# Experiences with Caralot?



## lchinitz (Jan 21, 2013)

Hi--anyone worked with Caralot in Indiana? Any feedback would be appreciated!


----------



## CT Girl (Nov 17, 2010)

I do not know Caralot but I would like you to get some feedback. I like that they do health testing and that they show. I also like that they have it in their contract that they want the dog back if you can't keep it. Are you considering a puppy when they have their next litter? Hopefully someone more knowledgable than I will have a response for you.


----------



## lchinitz (Jan 21, 2013)

*Thanks!*

Thanks so much! I, too, was pleased with much of what I saw on Caralot's site and even more pleased when I emailed several times with them and was given a lot of information about the dogs and the health testing.

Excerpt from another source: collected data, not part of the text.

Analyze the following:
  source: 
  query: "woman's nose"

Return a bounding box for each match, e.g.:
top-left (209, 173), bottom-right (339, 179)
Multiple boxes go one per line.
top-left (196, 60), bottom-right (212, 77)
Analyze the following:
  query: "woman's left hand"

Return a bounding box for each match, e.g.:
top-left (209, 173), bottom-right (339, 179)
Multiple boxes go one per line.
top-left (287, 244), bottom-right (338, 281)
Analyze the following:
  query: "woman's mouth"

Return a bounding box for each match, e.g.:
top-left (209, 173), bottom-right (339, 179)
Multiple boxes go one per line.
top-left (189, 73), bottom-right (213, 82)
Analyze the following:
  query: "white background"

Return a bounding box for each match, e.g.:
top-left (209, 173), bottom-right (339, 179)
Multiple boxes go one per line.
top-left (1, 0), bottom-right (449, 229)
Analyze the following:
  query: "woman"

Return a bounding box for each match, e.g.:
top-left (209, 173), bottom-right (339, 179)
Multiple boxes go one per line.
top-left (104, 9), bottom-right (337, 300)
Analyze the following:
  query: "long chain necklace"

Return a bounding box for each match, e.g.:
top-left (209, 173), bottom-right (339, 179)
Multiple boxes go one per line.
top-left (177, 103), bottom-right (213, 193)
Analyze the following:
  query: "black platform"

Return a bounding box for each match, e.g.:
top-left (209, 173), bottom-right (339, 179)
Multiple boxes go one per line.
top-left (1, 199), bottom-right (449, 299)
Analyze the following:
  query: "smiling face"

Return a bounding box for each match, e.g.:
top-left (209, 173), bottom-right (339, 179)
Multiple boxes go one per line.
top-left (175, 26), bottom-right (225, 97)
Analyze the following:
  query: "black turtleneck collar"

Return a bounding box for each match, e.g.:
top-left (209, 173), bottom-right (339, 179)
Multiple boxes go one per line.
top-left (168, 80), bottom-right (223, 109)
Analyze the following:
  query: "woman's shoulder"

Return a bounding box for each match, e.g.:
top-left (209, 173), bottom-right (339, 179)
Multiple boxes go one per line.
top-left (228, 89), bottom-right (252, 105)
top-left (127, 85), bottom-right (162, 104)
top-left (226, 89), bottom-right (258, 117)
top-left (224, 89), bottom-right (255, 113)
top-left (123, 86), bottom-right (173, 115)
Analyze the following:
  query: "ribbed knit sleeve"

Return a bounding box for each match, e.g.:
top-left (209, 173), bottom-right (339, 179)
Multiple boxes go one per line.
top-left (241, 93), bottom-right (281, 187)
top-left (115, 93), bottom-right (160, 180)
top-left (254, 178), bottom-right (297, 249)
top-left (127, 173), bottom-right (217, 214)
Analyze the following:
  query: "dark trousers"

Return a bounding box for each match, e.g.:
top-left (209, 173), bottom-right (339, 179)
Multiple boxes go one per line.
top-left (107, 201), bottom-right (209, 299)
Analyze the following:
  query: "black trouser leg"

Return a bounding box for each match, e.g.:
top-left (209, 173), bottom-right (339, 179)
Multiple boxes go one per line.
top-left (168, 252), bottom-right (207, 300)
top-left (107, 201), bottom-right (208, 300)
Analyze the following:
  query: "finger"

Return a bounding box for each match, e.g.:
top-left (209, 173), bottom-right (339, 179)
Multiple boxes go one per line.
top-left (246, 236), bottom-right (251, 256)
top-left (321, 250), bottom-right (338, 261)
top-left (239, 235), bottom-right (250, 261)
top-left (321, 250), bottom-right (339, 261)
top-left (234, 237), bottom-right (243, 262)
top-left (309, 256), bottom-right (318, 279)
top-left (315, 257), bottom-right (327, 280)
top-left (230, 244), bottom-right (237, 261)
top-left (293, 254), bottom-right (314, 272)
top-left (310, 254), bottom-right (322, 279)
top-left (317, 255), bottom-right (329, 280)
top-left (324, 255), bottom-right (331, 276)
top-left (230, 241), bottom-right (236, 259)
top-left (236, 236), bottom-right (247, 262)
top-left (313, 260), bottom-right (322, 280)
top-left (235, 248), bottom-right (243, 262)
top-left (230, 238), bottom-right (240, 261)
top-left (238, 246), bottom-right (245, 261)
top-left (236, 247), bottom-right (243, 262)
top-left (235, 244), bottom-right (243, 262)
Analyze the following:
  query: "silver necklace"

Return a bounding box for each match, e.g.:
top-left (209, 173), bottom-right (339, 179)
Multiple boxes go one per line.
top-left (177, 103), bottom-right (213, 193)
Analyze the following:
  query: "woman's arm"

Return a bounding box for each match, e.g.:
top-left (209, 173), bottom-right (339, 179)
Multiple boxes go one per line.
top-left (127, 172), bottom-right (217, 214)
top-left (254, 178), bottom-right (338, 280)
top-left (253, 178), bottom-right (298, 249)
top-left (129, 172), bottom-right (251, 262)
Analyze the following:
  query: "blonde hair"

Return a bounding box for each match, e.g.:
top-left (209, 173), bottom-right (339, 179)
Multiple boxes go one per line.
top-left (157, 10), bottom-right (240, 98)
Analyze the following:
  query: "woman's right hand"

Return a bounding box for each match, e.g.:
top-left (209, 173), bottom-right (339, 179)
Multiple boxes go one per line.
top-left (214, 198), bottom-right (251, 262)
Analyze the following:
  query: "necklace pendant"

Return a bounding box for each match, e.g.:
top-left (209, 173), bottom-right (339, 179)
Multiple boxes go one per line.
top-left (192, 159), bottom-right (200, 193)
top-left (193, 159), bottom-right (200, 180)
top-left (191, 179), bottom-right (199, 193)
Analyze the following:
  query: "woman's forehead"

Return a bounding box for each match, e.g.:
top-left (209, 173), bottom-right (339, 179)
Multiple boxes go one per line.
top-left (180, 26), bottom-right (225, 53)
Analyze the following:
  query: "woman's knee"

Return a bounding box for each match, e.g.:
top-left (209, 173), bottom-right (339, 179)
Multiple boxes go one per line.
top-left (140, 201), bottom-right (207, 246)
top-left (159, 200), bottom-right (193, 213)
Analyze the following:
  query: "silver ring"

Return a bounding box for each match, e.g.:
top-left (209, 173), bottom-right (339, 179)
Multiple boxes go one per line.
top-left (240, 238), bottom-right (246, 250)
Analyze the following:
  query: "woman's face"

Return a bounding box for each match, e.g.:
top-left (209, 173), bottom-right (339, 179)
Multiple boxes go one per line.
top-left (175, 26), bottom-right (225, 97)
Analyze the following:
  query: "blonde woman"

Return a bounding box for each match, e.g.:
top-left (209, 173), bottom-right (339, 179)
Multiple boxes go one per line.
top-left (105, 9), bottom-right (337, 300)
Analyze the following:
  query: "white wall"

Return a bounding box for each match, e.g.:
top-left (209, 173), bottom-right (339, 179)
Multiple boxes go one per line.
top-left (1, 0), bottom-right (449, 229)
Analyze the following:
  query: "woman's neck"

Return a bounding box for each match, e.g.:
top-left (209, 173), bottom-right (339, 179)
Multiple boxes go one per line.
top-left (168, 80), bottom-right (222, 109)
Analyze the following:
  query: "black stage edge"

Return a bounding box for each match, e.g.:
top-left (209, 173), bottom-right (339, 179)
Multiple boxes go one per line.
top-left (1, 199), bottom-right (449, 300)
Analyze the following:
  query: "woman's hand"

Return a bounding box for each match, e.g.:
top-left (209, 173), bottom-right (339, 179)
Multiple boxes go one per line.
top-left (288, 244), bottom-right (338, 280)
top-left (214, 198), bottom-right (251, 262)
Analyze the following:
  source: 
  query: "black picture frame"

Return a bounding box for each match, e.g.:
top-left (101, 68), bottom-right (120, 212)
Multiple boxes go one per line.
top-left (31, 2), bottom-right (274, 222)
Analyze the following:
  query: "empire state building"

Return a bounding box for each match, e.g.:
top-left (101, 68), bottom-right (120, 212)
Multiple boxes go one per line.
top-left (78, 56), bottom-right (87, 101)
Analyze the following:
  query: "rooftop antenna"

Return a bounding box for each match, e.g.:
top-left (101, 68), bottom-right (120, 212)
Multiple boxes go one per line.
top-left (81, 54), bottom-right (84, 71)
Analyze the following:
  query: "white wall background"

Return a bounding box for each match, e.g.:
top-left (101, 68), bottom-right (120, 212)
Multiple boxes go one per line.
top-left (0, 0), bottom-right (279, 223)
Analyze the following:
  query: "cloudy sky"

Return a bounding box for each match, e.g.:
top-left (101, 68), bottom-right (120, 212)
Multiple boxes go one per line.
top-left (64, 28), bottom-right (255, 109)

Still, it's reassuring to hear from someone with more experience than I have that what I'm thinking is on the right track. I appreciate your writing!


----------



## CT Girl (Nov 17, 2010)

I am not experienced. I have learned a little about health testing and such from this forum and reading but I am hardly an expert. Often reading breeder's websites there are often warning markers that are obvious to anyone with a moderate amount of knowledge (terms like teacup, chocolate, cross breeding ect) set off alarm bells but the subtleties are beyond me. I was hoping a reply would help bump up this thread so some more knowledgable members of the forum could jump in. I do think the fact that she is responsive to your emails and open about the health testing she does is a good sign.


----------



## lchinitz (Jan 21, 2013)

Thanks again!


----------



## nina7285 (Jun 25, 2014)

*bumping the conversation*

Hi, any new information/experience on Caralot? thanks!


----------



## sparkyjoe (Oct 26, 2011)

nina7285 said:


> Hi, any new information/experience on Caralot? thanks!


We have an almost 4 month old Poodle from Caralot and he is a joy! We had a great experience with Julie and Rebecca and will gladly go back to them if we ever decide to add a 2nd dog to our family.

Feel free to PM me if you would like any additional information.


----------